There is an interesting
article over at TechnologyReview.com about cybersecurity and medical
devices. A lot of it is a rehash of things we’ve been hearing out of the black
hat community for a couple of years now and is reflected in the recent FDA
draft guidance on cybersecurity. There are two interesting new items that I
hadn’t seen discussed before; a new method of detecting medical malware and a
discussion about the use of anti-virus software on medical devices.
Power Detection of
Malware
The article contains a link to a journal
article (in the Proceedings of USENIX Workshop on Health Information
Technologies, 2013) about a power monitoring system (WattsUpDoc) that can be
used to detect the unusual power consumption associated with a malware attack
on a medical device. The authors noted that if one has an accurate history of a
devices normal power consumption patterns that changes in those patterns could
be used to detect when a device has been compromised by a cyber-attack. Their
paper also claims to have validated the technique in an industrial scale SCADA
system.
I’ll leave the technical evaluation of the technique to
people with the appropriate expertise, but it would seem to me that this
technique might be particularly valuable in safety systems because of the vary
constrained outputs of those systems.
Medical Anti-Virus
Problems
Sorry, I couldn’t
resist that heading.
The article explains that many medical devices cannot use
commercial anti-virus software because they are running on proprietary
operating systems.
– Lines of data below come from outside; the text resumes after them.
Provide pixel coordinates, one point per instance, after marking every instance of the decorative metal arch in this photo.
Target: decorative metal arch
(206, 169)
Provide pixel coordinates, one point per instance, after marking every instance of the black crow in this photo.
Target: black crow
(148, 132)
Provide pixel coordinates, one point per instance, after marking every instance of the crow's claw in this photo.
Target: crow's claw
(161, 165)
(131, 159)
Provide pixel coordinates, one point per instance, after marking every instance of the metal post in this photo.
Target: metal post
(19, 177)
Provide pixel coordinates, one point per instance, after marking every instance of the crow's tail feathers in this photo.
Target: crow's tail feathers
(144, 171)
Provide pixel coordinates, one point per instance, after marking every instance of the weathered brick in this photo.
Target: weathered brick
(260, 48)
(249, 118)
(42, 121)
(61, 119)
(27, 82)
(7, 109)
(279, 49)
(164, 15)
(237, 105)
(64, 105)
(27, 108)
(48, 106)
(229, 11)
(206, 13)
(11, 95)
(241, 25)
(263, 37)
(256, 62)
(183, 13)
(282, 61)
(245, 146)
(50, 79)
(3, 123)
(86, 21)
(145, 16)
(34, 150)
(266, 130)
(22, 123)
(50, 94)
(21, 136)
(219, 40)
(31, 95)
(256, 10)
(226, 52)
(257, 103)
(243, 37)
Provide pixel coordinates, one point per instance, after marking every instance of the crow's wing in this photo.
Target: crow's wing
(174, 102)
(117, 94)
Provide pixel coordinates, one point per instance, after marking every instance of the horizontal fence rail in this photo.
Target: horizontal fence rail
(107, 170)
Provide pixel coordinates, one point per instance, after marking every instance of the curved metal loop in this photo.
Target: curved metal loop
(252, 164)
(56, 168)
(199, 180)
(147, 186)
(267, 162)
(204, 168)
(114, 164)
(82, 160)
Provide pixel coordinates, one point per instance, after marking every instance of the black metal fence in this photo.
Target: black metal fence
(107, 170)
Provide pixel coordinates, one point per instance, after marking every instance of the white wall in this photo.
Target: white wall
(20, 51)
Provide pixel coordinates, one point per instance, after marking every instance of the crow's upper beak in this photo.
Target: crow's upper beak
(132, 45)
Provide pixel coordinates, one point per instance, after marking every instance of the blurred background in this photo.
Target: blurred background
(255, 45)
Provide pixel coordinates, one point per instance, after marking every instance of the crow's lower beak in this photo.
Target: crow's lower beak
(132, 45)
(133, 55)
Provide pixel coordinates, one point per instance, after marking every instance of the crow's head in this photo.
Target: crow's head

The ones that are using variations of a Microsoft OS might
be able to use off-the-shelf AV software, but device manufacturers do not allow
(or support) the use of third party software (or I suspect even the update of
the MS-OS) because of the very real potential for unexpected conflicts with the
device software.
This is not an unknown problem for many control systems, but
a software lockup on ones’ pacemaker could be even more troublesome than the
shutting down of a production line. But with the rise of hackers actively looking
at medical device control systems, it seems to me that there is a significant
need to come up with a workable solution to the AV problem.